Tue Feb 19 2013
Two
Hamilton MPs are in Burma to help its parliamentarians learn the workings of a
Western democracy.
Hamilton
Centre MP David Christopherson and Hamilton East-Stoney Creek MP Wayne Marston
are part of a 14-member Canadian delegation to the country (also called
Myanmar) which is slowly moving from decades of military rule to civilian rule.
While
there, the two New Democrats will get to meet Aung San Suu Kyi, the human
rights activist who endured nearly two decades of house arrest after her party
won the 1990 general elections. She has received a Nobel Peace Prize and was
made an honorary citizen of Canada in 2007. She was released in 2011 and was
elected to the Burmese parliament last year.
Christopherson,
who is the deputy leader of Canada’s official Opposition, is looking forward to
the meeting and compares her to Nelson Mandela.
“She’s
amazing,” he said. “It will be like a Mandela moment. This is a woman who spent
20 years under house arrest and yet her goal was to have a brighter future for
her country.”
The
pair, who headed to Burma on the weekend, is part of a delegation that includes
MPs from all three major parties, parliamentary staff and staff from the
auditor general’s office.

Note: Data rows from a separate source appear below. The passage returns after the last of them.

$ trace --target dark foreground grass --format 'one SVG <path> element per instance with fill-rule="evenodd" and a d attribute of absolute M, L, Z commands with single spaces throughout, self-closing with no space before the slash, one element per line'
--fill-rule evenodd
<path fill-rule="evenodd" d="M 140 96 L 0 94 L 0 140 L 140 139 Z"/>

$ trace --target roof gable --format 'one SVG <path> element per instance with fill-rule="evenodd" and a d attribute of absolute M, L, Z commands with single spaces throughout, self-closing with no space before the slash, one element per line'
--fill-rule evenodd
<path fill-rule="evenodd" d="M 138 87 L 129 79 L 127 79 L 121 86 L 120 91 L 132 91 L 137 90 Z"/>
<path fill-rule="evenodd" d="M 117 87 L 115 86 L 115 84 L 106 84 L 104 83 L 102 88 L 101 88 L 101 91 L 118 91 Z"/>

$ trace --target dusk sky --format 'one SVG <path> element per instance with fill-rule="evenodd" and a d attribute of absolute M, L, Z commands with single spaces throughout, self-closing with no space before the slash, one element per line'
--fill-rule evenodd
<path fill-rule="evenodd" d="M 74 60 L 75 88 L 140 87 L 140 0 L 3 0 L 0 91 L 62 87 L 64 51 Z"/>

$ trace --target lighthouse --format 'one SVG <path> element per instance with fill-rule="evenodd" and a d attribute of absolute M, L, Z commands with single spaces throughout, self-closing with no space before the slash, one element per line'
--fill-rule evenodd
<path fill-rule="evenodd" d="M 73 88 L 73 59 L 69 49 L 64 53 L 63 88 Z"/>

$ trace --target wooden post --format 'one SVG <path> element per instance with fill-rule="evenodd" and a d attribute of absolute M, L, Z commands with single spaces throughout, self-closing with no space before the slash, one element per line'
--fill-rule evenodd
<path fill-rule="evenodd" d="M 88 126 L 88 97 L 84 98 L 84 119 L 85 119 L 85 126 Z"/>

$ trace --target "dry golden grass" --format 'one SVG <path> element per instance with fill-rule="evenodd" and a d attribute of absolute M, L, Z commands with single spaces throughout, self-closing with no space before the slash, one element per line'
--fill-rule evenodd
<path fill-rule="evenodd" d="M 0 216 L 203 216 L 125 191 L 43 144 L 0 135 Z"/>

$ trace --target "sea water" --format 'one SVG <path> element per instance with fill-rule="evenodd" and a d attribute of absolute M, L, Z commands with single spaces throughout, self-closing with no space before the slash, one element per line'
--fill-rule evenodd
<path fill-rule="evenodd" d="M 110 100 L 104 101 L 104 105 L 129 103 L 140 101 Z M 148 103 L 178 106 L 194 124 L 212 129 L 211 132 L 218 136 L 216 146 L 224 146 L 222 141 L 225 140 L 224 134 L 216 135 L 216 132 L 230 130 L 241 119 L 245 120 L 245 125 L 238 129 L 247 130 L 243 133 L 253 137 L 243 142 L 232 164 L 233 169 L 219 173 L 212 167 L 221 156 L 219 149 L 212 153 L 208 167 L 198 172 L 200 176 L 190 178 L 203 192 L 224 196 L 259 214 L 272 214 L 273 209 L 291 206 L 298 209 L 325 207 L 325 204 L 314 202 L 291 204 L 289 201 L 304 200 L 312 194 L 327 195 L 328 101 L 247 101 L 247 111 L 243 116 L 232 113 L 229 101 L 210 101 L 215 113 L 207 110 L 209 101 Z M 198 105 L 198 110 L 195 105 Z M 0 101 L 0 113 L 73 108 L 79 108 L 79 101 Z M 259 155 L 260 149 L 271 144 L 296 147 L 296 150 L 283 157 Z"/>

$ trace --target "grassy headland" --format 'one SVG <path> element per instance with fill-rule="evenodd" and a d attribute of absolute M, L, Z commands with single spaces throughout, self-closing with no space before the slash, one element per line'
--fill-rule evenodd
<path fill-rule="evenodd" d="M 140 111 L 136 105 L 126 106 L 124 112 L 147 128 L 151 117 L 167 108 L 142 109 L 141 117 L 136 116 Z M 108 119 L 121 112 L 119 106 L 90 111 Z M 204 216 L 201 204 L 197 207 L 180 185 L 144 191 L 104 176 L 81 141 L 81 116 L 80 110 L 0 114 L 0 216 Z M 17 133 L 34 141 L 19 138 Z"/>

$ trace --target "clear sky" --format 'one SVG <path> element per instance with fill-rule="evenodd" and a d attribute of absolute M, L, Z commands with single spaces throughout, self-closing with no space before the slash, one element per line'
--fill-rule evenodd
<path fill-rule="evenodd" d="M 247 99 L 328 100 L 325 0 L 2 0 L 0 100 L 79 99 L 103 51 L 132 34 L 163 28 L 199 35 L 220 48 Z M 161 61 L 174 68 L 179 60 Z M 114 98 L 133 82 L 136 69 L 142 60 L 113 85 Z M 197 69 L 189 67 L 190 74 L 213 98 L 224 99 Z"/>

It is led by Calgary MP Deepak Obhrai, parliamentary
secretary to Foreign Affairs Minister John Baird.
The
delegation returns to Canada next Saturday.
Christopherson
said they will meet Burmese parliamentarians throughout the week to talk to
them about how Canada’s democracy works “and help them to understand what it is
like to be an MP in a parliamentary democracy.”
As
chair of the public accounts committee, he will cochair a special session with
an official from the auditor general’s office on “what are the roles of the
opposition and government in having a free and open government and
accountability.”
Delegation
members will also talk to government and political party staff.
Christopherson
said Canada is well regarded by emerging democracies — he has been an observer
in elections in countries such as Ukraine — and tells parliamentarians from
those nations he hopes they one day have Canada’s problems.
“Their
problems are so huge,” he said. “We’re fighting to get the government to admit
that the F-35 program is going to cost $10 billion more than what they are
admitting to, and in many countries the question is, ‘Who stole the $10
billion?’ because it never made it into the public treasury.”
“We
should be grateful for what we have and this is an opportunity to help an
emerging democracy.”
A
visit to Canada by a Burmese delegation is planned for later this year.